A freshman lawmaker from Kalispell, Montana is looking to crack down on fentanyl traffickers in the state. This, after Montana's Attorney General noted an 11,000% increase in fentanyl seizures since 2019.

We caught up with Rep. Courtenay Sprunger (R-Kalispell) to talk about her legislation, House Bill 791, earlier this week. Attorney General Austin Knudsen's office says HB 791 "is the first bill of the session that seeks to tackle the rising tide of Fentanyl flowing into Montana. Teaming with Montana Attorney General Knudsen, Representative Sprunger is seeking a mandatory minimum sentence of two years jail time, a $50,000 fine, or both, for anyone convicted of trafficking Fentanyl in the state of Montana."

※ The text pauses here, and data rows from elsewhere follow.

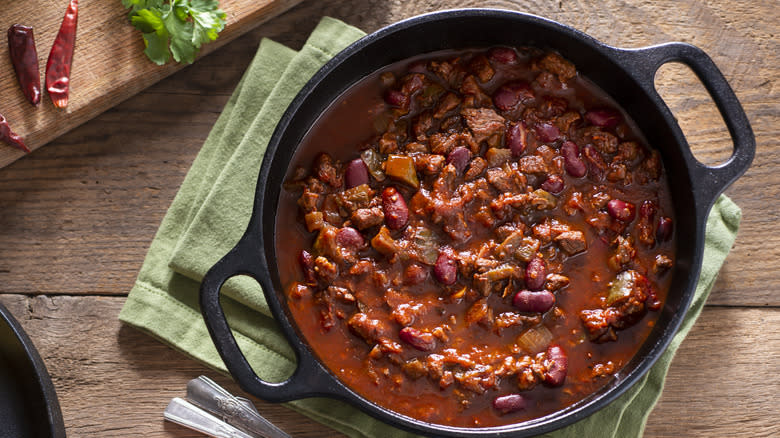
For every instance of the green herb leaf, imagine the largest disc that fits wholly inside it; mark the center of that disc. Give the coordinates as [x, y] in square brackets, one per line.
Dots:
[176, 27]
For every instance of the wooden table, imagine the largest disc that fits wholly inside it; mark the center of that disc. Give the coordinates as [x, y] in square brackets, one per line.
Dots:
[77, 217]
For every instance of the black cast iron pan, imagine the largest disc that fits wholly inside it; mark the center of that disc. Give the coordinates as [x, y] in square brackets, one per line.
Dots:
[28, 403]
[625, 74]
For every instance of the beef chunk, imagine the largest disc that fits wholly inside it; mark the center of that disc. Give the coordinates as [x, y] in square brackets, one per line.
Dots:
[327, 171]
[572, 242]
[500, 179]
[533, 164]
[626, 299]
[367, 217]
[484, 123]
[371, 330]
[475, 169]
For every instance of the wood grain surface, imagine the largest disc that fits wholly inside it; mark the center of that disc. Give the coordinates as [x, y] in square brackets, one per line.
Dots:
[108, 67]
[77, 217]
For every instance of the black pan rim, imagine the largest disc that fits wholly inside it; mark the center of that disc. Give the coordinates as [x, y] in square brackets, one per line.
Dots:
[53, 414]
[251, 255]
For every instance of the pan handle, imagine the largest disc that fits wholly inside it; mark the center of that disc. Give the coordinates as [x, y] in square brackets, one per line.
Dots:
[310, 379]
[709, 181]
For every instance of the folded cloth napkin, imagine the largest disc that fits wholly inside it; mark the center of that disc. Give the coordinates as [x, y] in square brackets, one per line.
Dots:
[211, 211]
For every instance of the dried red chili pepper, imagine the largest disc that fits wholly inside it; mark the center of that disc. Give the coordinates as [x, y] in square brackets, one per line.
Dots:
[24, 56]
[11, 137]
[61, 56]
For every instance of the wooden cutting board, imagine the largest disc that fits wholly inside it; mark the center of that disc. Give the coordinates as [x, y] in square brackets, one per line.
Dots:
[108, 64]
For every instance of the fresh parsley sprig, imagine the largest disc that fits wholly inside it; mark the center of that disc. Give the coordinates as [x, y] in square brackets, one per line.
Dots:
[177, 27]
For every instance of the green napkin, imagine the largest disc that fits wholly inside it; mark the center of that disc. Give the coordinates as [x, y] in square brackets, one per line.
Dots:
[211, 211]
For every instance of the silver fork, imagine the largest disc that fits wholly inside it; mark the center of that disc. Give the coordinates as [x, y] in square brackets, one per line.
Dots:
[208, 402]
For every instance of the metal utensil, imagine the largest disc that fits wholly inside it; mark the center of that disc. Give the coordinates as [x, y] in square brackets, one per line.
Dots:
[182, 412]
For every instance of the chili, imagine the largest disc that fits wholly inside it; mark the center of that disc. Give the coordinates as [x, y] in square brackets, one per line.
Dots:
[61, 57]
[24, 57]
[483, 237]
[10, 137]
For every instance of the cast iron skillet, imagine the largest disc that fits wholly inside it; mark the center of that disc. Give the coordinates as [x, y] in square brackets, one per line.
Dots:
[28, 403]
[625, 74]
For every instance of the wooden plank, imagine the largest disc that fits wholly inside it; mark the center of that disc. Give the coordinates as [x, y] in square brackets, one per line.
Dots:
[109, 65]
[115, 381]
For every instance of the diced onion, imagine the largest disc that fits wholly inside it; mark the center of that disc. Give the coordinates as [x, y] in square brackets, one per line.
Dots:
[374, 163]
[621, 287]
[535, 339]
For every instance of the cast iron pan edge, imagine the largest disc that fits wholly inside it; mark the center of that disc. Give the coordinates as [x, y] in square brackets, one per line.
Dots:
[34, 398]
[312, 379]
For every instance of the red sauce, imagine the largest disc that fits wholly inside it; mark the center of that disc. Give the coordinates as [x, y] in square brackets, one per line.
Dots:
[369, 328]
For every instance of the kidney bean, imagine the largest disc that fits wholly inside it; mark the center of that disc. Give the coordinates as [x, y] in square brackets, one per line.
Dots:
[459, 157]
[395, 209]
[509, 403]
[558, 366]
[553, 184]
[396, 98]
[647, 210]
[356, 173]
[533, 301]
[445, 269]
[604, 118]
[547, 132]
[349, 237]
[571, 161]
[664, 229]
[422, 341]
[510, 94]
[517, 138]
[621, 210]
[306, 260]
[418, 67]
[503, 55]
[535, 273]
[596, 165]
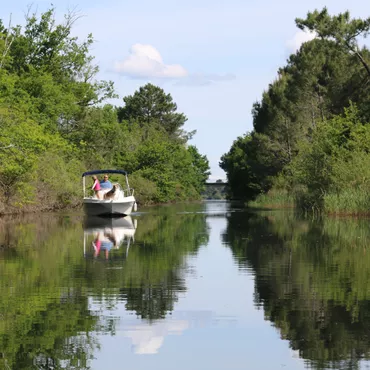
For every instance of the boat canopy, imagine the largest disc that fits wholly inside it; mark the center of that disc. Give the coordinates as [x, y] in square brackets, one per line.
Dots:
[97, 172]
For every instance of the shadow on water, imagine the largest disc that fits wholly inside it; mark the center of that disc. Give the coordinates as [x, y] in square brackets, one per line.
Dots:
[53, 277]
[312, 280]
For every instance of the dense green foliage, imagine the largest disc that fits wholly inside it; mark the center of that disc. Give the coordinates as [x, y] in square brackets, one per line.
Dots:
[310, 129]
[311, 279]
[54, 124]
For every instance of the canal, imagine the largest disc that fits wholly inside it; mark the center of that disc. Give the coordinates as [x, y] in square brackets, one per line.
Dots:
[196, 286]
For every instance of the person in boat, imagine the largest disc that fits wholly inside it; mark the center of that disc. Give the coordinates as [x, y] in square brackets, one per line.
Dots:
[105, 183]
[96, 187]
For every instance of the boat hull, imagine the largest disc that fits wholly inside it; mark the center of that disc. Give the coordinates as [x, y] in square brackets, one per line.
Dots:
[97, 207]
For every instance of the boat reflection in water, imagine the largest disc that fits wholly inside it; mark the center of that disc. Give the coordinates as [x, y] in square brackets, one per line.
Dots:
[102, 235]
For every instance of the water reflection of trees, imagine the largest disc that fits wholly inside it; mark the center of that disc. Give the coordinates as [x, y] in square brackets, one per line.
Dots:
[312, 279]
[45, 316]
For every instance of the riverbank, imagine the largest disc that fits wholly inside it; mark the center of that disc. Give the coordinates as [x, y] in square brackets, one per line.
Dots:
[345, 203]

Rep. Sprunger highlighted the scourge of fentanyl hitting the entire state, even in the Flathead Valley. Just last week, she heard about an officer who had to be revived with Narcan after coming into contact with fentanyl.

Rep. Sprunger: I think mandatory minimum sentences have to be used really carefully. But when it comes to a drug that'll literally kill a law enforcement officer or a child on contact,that's a whole different category for me. I really feel this is a whole different class of dangerous drugs when it comes to fentanyl. And I think that we have to do something to take some of these people off the streets and to make it less pleasant to do business here right now. The borders are kind of open, our law enforcement officers are doing all they can, but we don't have the tools that we need to get these people off the streets.

Rep. Sprunger says they are not trying to target the individual drug user who may have gotten hooked on opioids. Instead, they are trying to focus on the drug traffickers themselves.

Rep. Sprunger: What you see if you if you look a little bit more closely at that legislation is that for charges to be brought under this statute- convicted must be in possession of 100 or more fentanyl pills, or a combined weight greater than 10 grams of powder, solid or liquid- inclusive of any kind of agent. So we're really intentional in making sure that somebody would have to have a pretty large volume or supply of this that would be indicative of trafficking, and we work closely with our narcotics division to identify that level.